Since colonization began, the impacts of natural resource extraction have devastated Indigenous communities in the United States and across the globe.
In Northern California, gold miners inflicted nearly irreparable damage to the Klamath River, the lifeline of my people. Hydropower dams spurred the collapse of salmon runs that sustained us since the beginning of time. Industrial timber companies transformed our diverse oak woodlands into pine tree plantations that fuel extreme wildfires, robbing us of acorns and even our homes.
These shortsighted actions are also an assault on our sacred connection to the land, which is fundamental to who we are as Native people.
So when the offshore wind industry tells us about all the great opportunities their projects will provide Native people, we’ve heard it before.
The Yurok Tribe, the largest in California, will not let another industry commit violence against our people, our ancestral landscape or our cultural viewsheds. During sacred renewal ceremonies, we pray at the summit of high mountain peaks, which offer an unobstructed view of the ocean. These prayer seats represent the last places where we can see the world through the eyes of our ancestors. The ability to focus on our prayers without having to view the destruction wrought by industry is critical to our cultural identity.
The experience is a constant reminder of who we are and where we come from.
The U.S. Bureau of Ocean Energy Management recently selected two multinational corporations to develop large wind projects off our coast. While some bidders met with my tribe, California North Floating and RWE Renewables have not.
This lack of outreach has revived concerns that history is repeating itself. California tribes are worried that these corporations will come in, profit off of our resources and leave our communities poorer for it – as their predecessors did.
Offshore wind developers on the East Coast excluded Native American tribes from participating in project planning and development. To add insult to injury, a now-defunct project off the shores of Wampanoag territory in Massachusetts was ignorantly named the “Mayflower Project.” For an industry that proclaims the importance of diversity, equity and inclusion, it is hard to fathom why Native American tribes were completely left out of the decision-making process and instead insulted with a name associated with the beginning of the Native American genocide.

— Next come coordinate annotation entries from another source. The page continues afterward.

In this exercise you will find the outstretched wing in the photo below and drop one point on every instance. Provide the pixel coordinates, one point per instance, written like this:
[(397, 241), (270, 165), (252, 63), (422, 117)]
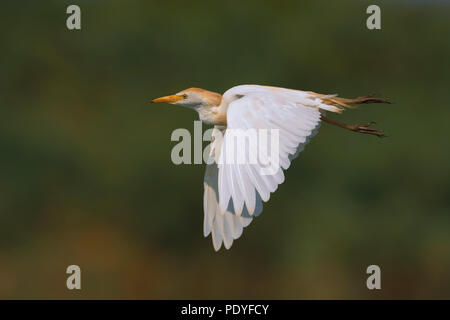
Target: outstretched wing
[(291, 115)]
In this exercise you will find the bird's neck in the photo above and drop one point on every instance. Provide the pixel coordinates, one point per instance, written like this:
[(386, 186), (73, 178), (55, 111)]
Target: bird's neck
[(212, 115)]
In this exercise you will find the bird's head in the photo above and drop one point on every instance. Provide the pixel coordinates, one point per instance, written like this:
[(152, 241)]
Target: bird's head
[(192, 98)]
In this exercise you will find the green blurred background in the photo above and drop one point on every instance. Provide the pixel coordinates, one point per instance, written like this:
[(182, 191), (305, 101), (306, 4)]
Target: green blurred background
[(85, 170)]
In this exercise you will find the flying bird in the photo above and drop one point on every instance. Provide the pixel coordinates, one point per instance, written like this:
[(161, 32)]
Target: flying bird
[(234, 192)]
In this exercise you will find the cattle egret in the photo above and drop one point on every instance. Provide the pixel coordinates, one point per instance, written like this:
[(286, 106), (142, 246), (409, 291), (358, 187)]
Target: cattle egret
[(234, 192)]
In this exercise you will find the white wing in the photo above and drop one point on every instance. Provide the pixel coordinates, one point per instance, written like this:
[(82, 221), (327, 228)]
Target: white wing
[(224, 226), (234, 191)]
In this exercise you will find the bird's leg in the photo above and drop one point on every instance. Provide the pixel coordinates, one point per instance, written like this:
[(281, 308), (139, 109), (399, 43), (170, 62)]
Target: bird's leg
[(361, 128)]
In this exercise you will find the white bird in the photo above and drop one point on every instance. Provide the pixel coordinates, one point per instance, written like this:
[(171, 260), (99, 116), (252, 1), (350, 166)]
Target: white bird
[(234, 192)]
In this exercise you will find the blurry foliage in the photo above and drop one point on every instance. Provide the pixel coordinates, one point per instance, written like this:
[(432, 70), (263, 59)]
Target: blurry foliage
[(85, 170)]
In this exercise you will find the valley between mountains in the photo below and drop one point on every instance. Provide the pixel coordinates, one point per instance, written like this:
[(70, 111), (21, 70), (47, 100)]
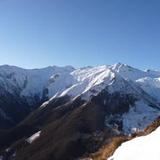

Indigenous tribes have holistically managed marine, riverine and terrestrial ecosystems to maximize biodiversity and resilience since time immemorial. In return, the natural world provided everything we needed to survive.
Until recently, we were the sole decision-maker regarding the management of our environment. The choice to move forward with offshore wind projects should be the sole right of the tribes that have sacrificed so much while others amassed generational wealth from our resources.
Tribal nations may decide to support offshore wind development. If that happens, Native people must be in leadership positions through every phase of the process – from planning, construction and operation to potential decommission. Tribes need to have both an economic stake in the corporations as well as seats on the governing boards of those companies.
This will help ensure that these projects are prosperous and sustainable over the long term.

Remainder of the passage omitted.